Numeri poco incoraggianti

Una media decisamente pessima considerato che la storia dell’Academy Award prende avvio quasi un secolo fa: cinque candidate donne alla regia e una sola vincitrice sono numeri decisamente troppo bassi di cui, forse, ci si è accorti troppo tardi.

Il Center for the Study of Women in Television and Film sta dedicando la sua attività proprio allo studio del fenomeno dell’occupazione femminile nel cinema, in tutti i campi, non solo nella regia; sebbene vi sia stato un miglioramento, i numeri non sono ancora del tutto incoraggianti.

Considerando i primi 250 film di incasso nel 2020 solo il 18 per cento dei registi che vi hanno lavorato è rappresentato da donne (contro il 13 per cento del 2019 e l’8 per cento del 2018); nei primi 100 migliori film di incasso le donne rappresentano il 21 per cento comprensivo del totale fra registi, scrittori, produttori, produttori esecutivi, montatori e direttori della fotografia, rispetto al 20 per cento dell’anno precedente; più nello specifico, nei 250 migliori film di incasso del 2020 le donne rappresentano solo il 18 per cento dei registi, il 17 per cento degli scrittori, il 21 per cento dei produttori esecutivi, il 30 per cento dei produttori, il 22 per cento degli editori e il 6 per cento dei direttori della fotografia; numeri piccoli, crescite minime, ma che fanno ben sperare.

Forse qualcosa sta cambiando

Speranza che si accende se guardiamo la grande sorpresa di quest’anno; per la prima volta nella storia sono ben due le donne ad aver ricevuto la nomination come miglior regia agli Oscar 2021: Chloe Zhao e Emerald Fennell, rispettivamente per Nomadland e Promising young woman. Un evento epocale, date le magre premesse.

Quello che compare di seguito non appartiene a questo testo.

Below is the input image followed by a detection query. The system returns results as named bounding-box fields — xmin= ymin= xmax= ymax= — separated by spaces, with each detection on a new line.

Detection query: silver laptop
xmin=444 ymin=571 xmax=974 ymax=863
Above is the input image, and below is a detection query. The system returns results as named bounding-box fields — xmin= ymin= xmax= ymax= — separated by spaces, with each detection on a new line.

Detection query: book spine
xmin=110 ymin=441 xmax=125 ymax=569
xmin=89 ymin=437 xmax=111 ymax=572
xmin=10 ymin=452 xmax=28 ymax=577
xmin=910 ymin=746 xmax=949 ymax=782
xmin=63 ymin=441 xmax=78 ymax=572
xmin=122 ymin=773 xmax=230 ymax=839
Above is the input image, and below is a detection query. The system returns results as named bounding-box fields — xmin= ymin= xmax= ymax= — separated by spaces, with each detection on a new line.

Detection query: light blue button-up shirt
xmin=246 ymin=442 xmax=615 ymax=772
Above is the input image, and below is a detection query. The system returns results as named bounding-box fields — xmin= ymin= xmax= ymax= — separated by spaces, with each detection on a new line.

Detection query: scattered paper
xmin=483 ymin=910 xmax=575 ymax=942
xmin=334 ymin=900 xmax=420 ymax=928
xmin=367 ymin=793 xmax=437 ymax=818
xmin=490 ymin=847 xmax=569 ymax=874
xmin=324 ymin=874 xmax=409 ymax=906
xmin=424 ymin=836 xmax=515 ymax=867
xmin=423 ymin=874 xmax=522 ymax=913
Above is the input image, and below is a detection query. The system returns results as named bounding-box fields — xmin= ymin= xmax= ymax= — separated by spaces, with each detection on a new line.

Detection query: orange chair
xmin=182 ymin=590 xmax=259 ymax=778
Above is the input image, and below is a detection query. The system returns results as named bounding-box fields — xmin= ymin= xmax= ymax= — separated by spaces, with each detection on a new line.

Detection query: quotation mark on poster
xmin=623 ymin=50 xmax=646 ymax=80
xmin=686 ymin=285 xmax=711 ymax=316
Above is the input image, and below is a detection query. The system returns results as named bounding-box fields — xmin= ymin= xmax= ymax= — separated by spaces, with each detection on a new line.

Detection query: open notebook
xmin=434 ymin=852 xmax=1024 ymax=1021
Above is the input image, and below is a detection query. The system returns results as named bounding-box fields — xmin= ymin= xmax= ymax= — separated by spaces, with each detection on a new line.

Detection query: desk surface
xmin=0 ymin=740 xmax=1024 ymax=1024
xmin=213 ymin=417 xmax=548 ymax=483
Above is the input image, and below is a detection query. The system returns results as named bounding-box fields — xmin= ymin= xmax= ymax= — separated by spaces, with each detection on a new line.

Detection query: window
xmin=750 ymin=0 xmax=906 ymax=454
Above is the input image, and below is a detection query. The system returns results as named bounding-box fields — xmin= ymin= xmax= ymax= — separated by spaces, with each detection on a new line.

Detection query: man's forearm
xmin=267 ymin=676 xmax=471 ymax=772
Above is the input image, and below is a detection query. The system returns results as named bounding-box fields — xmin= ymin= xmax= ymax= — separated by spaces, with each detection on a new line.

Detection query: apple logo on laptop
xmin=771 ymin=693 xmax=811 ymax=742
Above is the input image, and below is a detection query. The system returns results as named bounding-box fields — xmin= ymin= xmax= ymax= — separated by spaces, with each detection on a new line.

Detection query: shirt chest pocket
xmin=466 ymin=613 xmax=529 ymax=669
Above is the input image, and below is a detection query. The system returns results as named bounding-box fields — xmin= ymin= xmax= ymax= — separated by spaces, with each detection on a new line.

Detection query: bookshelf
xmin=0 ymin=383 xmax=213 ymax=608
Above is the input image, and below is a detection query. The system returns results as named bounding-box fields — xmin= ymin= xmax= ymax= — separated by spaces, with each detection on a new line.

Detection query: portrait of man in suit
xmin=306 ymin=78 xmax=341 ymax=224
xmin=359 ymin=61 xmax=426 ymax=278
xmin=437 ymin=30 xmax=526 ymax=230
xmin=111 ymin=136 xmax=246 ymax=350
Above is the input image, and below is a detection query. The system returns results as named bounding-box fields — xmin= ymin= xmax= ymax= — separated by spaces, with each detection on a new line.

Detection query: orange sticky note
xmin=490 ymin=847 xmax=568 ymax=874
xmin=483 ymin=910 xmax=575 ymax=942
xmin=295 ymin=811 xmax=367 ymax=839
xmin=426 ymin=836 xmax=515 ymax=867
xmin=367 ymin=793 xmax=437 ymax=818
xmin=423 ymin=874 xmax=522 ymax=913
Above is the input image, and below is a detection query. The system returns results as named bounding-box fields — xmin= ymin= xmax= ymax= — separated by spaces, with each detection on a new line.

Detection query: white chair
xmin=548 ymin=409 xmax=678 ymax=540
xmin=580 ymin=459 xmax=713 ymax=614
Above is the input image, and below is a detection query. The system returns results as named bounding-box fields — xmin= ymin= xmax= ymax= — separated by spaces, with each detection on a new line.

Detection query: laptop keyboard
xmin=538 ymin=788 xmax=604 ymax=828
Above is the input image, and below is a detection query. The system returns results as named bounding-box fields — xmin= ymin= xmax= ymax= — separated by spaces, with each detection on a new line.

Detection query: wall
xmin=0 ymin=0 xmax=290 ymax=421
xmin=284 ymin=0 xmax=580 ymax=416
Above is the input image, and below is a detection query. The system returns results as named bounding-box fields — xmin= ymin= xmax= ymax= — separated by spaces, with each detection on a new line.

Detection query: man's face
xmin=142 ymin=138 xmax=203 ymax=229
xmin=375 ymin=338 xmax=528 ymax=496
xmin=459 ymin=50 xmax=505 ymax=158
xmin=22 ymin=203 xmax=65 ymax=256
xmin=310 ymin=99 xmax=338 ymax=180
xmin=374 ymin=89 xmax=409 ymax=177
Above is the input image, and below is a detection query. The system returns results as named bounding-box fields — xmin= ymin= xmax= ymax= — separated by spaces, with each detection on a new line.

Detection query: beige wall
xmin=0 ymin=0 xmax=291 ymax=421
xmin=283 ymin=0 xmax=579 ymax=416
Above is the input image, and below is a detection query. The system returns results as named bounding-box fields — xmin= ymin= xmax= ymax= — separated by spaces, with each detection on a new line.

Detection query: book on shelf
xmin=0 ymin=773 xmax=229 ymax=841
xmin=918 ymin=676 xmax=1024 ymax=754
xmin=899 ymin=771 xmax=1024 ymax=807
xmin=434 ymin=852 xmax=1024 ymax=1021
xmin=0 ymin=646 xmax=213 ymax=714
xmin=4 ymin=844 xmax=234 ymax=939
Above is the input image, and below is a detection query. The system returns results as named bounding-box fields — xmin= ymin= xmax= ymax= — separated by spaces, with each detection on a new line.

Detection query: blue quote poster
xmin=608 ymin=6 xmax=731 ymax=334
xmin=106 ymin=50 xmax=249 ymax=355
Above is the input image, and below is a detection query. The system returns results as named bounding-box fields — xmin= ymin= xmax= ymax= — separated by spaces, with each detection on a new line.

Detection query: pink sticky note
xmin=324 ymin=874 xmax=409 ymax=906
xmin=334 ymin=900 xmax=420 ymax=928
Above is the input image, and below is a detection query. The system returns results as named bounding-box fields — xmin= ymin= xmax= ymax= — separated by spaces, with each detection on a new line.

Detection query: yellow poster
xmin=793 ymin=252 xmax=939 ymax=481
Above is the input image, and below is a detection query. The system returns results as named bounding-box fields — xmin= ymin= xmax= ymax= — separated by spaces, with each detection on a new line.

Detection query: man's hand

Ma questa non è l’unica bella sorpresa che ci hanno regalato gli Oscar 2021, previsti per il 25 aprile prossimo; in generale, infatti, si è registrato un vero e proprio record di donne candidate: 70 in tutto, per un totale di ben 76 nomination in varie categorie, il numero più alto mai registrato sinora.

Forse il vento del cambiamento sta iniziando a soffiare, in questo settore così come in tanti altri: le coscienze si svegliano, i cori si alzano, le menti si aprono; l’universo femminile ampiamente bistrattato da quelle case di produzione spesso riluttanti a finanziarne i progetti, o da quei comitati di festival restii a capirne le conquiste, sta finalmente avendo la propria rivincita, e non ai margini della storia del cinema, ma come merita: da protagonista.

Aggiornamenti incoraggianti

Jane Campion con The power of the dog, nell’ultima edizione dei Premi Oscar del 27 marzo 2022, è la terza donna nella storia degli Oscar che vince la statuetta per la miglior regia, dopo Kathryn Bigelow e, successivamente, Chloé Zhao per Nomadland (2020), tutti film presentati anche alla Mostra di Venezia. Un record personale: la Campion è, inoltre, la prima donna ad aver ricevuto la candidatura agli Oscar per più di una volta.